Ivan pergi, namun wajah dan perkataannya tidak pernah. Selalu membekas. Juga, menenangkan.

Tidak terasa empat hari pelatihan di Bandung selesai. Lembaga ini sungguh mendidik dengan cara berkualitas. Nat menatap bangunan ini bangga. Tuhan mempertemukan dengan kesempatan-kesempatan baik yang tidak ia dapat di mana pun.

Dilihatnya saat upacara penutupan di lapangan, Ivan berdiri gagah sekali. Matanya memancarkan kecerdasan yang mampu membuat siapa saja luluh. Dan ia menjadi salah satunya.

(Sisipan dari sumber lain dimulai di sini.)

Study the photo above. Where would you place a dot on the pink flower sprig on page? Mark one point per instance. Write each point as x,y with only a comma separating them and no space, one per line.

Selepas upacara penutupan itu, Ivan menyempatkan menghampiri Nat,

"Rumahku jauh, di Palembang. Mungkin begitu juga dengan rumahmu. Namun Bandung menjadi tempat pertemuan yang indah. Jika kamu melakukan kesalahan lagi, kamu cukup ingat perkataan ini, 'Pasti ada yang membantu, walau hanya satu.' Lantas, saat malam, tataplah langit dan bintang yang tidak sendirian itu. Percayalah langit akan menjadikan batas Palembang dan rumahmu lenyap. Kamu cukup ingat itu. Senang mengenalmu!"

Natalie menatap Ivan serius. Perkataannya yang panjang tadi membiusnya sampai di titik paling jauh. Dirasakannya oksitosin dan dopamin dihasilkan lebih banyak di tubuhnya.

"Iya, langit tidak punya batas. Senang mengenalmu juga!"